Open dbrgn opened 8 years ago
Currently, there isn't a streamlined way to get the TF-IDF values for every word that occurs in a document.
As I understand it, TF-IDF is more useful for checking to see if a word is important in a corpus of texts. I'm not sure how often it is used to compare the similarity between documents (I have pretty limited experience in the space, so it is probably best not to take my word). I think IDF makes sense on only 2 documents for educational purposes, but you would typically want more to make your score more accurate.
I think you're right. I ended up simply implementing term frequency myself. It's not generic now (the way it would have been using your library) and could have been nicer if there were already a nice vector math library à la numpy, but it works and has no external dependencies :)
Working with vectors could still be interesting though.
I'm still trying to wrap my head around TF-IDF, therefore this might be a stupid question :)

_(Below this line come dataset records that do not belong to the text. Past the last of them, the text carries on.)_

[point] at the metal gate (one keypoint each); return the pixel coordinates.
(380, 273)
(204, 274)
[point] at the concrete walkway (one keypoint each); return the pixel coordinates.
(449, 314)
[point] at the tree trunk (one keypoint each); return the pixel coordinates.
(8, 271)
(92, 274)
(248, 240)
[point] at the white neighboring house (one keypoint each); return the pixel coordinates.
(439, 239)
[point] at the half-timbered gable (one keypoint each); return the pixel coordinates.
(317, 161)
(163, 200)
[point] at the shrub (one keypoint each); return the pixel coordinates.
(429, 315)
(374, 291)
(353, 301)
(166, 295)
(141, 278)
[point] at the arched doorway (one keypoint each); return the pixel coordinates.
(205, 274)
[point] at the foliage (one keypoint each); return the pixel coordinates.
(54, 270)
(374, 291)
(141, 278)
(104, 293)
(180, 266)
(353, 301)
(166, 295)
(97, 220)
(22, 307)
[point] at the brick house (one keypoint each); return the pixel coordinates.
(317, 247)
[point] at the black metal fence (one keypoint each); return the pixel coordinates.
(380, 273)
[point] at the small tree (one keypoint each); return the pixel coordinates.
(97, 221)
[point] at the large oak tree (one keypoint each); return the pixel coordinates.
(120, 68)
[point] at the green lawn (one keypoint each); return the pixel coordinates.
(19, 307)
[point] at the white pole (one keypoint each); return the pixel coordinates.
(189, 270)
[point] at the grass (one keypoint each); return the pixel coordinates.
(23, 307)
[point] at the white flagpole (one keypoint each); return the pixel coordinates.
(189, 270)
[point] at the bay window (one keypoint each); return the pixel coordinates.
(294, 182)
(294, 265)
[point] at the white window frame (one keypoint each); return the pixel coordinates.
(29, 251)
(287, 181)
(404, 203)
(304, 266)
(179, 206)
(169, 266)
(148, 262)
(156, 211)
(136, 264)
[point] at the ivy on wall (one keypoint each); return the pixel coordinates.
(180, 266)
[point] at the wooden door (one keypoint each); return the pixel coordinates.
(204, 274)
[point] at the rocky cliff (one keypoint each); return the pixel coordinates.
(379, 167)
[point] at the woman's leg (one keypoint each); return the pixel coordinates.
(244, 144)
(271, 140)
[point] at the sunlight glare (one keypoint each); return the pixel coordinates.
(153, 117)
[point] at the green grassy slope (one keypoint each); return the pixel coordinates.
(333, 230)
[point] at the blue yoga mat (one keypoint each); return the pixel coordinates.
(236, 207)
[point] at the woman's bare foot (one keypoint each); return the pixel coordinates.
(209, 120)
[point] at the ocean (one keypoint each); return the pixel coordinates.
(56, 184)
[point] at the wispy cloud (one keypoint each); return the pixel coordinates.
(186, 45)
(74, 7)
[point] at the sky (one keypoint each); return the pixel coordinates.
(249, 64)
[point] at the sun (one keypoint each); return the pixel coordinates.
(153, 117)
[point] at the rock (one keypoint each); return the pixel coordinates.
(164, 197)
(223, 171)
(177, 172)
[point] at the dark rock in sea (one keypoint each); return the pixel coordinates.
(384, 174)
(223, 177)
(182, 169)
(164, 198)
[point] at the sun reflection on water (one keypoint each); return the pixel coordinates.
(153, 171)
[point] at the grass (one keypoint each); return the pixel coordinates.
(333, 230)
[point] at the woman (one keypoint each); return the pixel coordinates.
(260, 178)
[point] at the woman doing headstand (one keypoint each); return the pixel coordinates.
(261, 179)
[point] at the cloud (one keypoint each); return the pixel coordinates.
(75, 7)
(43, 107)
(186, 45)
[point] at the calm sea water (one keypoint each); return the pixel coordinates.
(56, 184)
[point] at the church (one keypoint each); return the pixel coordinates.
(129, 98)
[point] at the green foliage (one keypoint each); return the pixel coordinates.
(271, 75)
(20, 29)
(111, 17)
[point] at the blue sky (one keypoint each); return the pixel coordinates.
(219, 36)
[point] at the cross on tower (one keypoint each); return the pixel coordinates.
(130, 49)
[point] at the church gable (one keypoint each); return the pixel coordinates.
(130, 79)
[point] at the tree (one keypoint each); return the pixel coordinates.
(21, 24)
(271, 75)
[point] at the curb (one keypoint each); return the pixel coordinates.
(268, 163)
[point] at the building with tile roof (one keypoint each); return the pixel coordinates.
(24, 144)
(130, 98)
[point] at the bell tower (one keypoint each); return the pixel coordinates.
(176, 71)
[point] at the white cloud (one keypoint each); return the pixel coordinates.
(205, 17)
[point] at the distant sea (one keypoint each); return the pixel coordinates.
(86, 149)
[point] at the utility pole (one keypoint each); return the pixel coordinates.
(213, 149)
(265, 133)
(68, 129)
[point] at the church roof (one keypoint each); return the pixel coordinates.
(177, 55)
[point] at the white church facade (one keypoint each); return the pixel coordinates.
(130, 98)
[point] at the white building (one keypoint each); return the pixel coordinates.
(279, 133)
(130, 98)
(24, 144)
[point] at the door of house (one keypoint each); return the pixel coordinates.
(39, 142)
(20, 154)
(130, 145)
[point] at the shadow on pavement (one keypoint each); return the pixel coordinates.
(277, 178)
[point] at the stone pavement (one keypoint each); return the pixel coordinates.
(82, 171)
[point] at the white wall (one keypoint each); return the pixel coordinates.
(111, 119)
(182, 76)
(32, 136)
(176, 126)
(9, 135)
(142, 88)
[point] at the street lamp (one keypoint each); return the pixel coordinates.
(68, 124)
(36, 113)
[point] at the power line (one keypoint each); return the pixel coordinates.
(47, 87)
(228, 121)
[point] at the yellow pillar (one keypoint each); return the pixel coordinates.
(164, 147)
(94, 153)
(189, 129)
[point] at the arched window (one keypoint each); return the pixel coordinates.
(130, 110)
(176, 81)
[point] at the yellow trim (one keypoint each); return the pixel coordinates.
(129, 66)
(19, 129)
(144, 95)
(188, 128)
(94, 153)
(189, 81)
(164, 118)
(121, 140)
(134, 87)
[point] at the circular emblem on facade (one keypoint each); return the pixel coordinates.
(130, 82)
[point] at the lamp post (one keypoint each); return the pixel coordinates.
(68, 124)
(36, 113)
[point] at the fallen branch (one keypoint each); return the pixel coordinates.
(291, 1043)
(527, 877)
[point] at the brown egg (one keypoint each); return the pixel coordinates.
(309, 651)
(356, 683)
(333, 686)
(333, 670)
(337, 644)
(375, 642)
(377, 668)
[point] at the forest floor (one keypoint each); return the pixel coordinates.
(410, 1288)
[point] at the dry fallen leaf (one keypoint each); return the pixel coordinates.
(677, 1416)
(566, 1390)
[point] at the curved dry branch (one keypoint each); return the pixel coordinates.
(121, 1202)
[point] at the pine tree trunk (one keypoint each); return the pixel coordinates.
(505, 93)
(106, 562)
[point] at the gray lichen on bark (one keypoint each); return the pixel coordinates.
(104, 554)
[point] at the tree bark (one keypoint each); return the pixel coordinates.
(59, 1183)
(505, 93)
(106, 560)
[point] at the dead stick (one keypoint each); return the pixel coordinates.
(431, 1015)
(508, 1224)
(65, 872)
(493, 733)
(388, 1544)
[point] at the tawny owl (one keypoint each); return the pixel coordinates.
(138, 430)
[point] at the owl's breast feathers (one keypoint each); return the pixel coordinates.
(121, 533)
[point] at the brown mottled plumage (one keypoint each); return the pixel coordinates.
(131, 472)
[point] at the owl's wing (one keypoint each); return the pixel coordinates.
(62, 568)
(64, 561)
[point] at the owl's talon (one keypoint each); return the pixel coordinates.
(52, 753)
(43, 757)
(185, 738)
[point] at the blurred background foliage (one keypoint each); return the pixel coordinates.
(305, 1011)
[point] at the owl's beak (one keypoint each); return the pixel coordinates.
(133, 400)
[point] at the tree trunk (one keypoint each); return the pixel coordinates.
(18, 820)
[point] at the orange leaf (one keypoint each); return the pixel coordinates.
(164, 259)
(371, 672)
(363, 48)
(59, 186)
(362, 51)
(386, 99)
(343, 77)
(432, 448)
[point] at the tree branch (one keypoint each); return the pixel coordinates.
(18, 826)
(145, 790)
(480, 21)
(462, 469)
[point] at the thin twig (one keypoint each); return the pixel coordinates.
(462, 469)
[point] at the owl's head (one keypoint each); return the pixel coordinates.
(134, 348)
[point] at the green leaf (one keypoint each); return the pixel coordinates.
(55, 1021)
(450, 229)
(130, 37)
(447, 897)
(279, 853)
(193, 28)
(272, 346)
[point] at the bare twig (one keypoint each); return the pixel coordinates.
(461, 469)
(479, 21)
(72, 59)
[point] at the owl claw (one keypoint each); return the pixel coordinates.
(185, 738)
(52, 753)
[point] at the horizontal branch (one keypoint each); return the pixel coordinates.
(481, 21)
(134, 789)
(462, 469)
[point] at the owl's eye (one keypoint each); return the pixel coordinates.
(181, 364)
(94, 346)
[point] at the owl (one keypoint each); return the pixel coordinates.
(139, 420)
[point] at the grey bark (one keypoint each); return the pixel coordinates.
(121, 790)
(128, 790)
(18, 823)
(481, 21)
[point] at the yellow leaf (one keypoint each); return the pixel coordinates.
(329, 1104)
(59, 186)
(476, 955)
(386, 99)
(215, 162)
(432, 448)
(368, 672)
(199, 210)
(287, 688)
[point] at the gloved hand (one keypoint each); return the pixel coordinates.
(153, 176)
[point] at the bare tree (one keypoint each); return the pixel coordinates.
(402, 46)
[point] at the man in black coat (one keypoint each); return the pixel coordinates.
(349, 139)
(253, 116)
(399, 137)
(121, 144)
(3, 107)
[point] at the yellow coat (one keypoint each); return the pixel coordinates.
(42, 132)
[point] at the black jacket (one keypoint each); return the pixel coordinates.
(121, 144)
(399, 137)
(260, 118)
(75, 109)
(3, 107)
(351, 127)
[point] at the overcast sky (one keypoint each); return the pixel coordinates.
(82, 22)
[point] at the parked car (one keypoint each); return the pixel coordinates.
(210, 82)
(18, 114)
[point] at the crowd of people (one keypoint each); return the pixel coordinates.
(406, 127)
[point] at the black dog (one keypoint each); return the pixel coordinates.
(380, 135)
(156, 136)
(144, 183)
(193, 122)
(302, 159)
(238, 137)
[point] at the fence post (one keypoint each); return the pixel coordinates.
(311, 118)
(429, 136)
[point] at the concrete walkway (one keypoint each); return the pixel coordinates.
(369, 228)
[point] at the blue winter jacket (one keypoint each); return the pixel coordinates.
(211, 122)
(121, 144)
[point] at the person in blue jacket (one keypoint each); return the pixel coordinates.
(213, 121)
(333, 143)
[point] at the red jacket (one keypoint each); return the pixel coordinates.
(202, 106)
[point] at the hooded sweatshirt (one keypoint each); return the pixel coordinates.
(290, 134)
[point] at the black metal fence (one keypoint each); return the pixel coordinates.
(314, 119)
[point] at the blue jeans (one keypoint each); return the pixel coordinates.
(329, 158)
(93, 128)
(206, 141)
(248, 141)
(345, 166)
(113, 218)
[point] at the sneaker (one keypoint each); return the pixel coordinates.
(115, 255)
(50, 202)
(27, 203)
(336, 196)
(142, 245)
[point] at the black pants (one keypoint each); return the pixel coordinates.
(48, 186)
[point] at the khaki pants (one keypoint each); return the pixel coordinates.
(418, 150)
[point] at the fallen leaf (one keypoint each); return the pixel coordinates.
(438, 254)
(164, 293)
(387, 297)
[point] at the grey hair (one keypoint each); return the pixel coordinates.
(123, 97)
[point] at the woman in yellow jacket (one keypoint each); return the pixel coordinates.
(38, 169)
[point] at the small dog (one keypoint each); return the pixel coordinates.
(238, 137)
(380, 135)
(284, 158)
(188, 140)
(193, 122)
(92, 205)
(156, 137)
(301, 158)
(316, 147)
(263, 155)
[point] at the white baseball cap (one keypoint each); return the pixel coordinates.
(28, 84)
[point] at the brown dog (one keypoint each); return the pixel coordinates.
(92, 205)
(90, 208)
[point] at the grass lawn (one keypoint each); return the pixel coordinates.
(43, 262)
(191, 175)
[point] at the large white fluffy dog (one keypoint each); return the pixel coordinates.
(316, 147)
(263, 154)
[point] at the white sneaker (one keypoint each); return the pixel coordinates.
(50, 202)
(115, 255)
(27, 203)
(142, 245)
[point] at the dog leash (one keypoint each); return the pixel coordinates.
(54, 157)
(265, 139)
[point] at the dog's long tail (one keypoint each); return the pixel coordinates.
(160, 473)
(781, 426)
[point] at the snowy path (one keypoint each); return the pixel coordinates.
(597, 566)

I want to compare the similarity between two documents. I already have code in place to extract the words from the documents and to count the words. The result is a
HashMap<String, usize>
.What I want to get now is a vector that contains TF-IDF values for every word that occurs in the documents, so that I can determine the cosine similarity between them.
Is this possible with the current API? If I understand it correctly, the
tfidf
function simply calculates the TF-IDF value for a single word, right? Does IDF even make much sense if there are only 2 documents?